Multivariate analysis of a fine-scale breeding bird atlas using a geographical information system and partial canonical correspondence analysis: environmental and spatial effects


*Pierre Defourny, Department of Environmental Sciences and Land Use Planning, Université catholique de Louvain, Croix du Sud 2/16, B-1348 Louvain-la-Neuve, Belgium. E-mail:


Aim  To assess the relative roles of environment and space in driving bird species distribution and to identify relevant drivers of bird assemblage composition, in the case of a fine-scale bird atlas data set.

Location  The study was carried out in southern Belgium using grid cells of 1 × 1 km, based on the distribution maps of the Oiseaux nicheurs de Famenne: Atlas de Lesse et Lomme which contains abundance for 103 bird species.

Methods  Species found in < 10% or > 90% of the atlas cells were omitted from the bird data set for the analysis. Each cell was characterized by 59 landscape metrics, quantifying its composition and spatial patterns, using a Geographical Information System. Partial canonical correspondence analysis was used to partition the variance of bird species matrix into independent components: (a) ‘pure’ environmental variation, (b) spatially-structured environmental variation, (c) ‘pure’ spatial variation and (d) unexplained, non-spatial variation.

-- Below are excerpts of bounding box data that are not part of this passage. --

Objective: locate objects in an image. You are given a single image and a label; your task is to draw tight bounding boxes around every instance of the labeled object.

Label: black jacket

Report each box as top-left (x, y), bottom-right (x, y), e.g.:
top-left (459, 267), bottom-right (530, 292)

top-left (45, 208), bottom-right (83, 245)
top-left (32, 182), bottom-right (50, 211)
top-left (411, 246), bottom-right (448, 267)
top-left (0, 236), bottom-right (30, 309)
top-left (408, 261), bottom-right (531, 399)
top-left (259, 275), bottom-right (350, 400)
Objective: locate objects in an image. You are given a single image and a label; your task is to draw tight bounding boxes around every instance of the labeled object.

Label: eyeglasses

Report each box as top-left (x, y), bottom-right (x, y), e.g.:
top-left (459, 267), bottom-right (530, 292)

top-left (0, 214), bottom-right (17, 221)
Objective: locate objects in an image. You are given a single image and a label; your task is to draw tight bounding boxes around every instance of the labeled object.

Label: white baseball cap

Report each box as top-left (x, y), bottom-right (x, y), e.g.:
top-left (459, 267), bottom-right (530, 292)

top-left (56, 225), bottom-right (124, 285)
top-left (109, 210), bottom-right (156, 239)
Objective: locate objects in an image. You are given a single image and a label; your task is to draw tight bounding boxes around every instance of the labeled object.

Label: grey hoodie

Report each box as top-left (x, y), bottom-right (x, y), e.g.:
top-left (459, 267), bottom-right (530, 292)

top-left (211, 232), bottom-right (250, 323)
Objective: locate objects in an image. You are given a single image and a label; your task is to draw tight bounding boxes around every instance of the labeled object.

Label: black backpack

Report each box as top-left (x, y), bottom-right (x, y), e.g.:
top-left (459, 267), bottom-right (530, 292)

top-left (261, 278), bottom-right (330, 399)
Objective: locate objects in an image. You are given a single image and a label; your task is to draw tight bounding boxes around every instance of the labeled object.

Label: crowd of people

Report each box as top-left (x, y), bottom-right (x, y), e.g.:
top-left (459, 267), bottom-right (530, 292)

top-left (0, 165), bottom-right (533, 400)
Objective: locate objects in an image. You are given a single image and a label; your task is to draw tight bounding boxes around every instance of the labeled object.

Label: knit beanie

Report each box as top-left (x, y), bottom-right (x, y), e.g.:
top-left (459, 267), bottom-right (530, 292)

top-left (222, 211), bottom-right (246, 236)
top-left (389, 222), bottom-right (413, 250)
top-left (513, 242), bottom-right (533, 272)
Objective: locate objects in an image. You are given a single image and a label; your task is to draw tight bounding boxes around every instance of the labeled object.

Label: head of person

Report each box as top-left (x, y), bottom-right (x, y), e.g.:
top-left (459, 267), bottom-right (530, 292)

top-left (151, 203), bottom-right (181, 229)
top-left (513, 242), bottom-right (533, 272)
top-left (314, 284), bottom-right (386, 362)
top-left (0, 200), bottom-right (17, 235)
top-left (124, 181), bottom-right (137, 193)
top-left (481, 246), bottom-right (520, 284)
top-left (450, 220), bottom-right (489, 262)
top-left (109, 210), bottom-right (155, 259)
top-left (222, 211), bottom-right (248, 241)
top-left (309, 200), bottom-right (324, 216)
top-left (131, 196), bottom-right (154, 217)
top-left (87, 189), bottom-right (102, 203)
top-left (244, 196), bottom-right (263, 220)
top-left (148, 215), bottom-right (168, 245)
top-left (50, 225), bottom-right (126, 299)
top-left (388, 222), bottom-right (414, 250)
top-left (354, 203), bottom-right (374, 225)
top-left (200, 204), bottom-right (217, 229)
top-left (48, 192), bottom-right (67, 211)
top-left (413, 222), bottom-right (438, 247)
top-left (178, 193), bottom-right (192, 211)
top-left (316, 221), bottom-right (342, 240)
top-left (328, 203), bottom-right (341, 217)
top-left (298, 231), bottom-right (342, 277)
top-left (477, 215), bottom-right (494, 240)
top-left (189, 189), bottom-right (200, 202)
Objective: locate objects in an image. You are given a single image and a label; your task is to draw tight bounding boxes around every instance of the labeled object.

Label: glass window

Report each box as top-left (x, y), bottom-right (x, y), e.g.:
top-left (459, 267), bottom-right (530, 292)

Results  The variance partitioning method shows that the selected landscape metrics explain 27.5% of the variation, whilst ‘pure’ spatial and spatially-structured environmental variables explain only a weak percentage of the variation in the bird species matrix (2.5% and 4%, respectively). Avian community composition is primarily related to the degree of urbanization and the amount and composition of forested and open areas. These variables explain more than half of the variation for three species and over one-third of the variation for 12 species.

Main conclusions  The results seem to indicate that the majority of explained variation in species assemblages is attributable to local environmental factors. At such a fine spatial resolution, however, the method does not seem to be appropriated for detecting and extracting the spatial variation of assemblages. Consequently, the large amount of unexplained variation is probably because of missing spatial structures and ‘noise’ in species abundance data. Furthermore, it is possible that other relevant environmental factors, that were not taken into account in this study and which may operate at different spatial scales, can drive bird assemblage structure. As a large proportion of ecological variation can be shared by environment and space, the applied partitioning method was found to be useful when analysing multispecific atlas data, but it needs improvement to factor out all-scale spatial components of this variation (the source of ‘false correlation’) and to bring out the ‘pure’ environmental variation for ecological interpretation.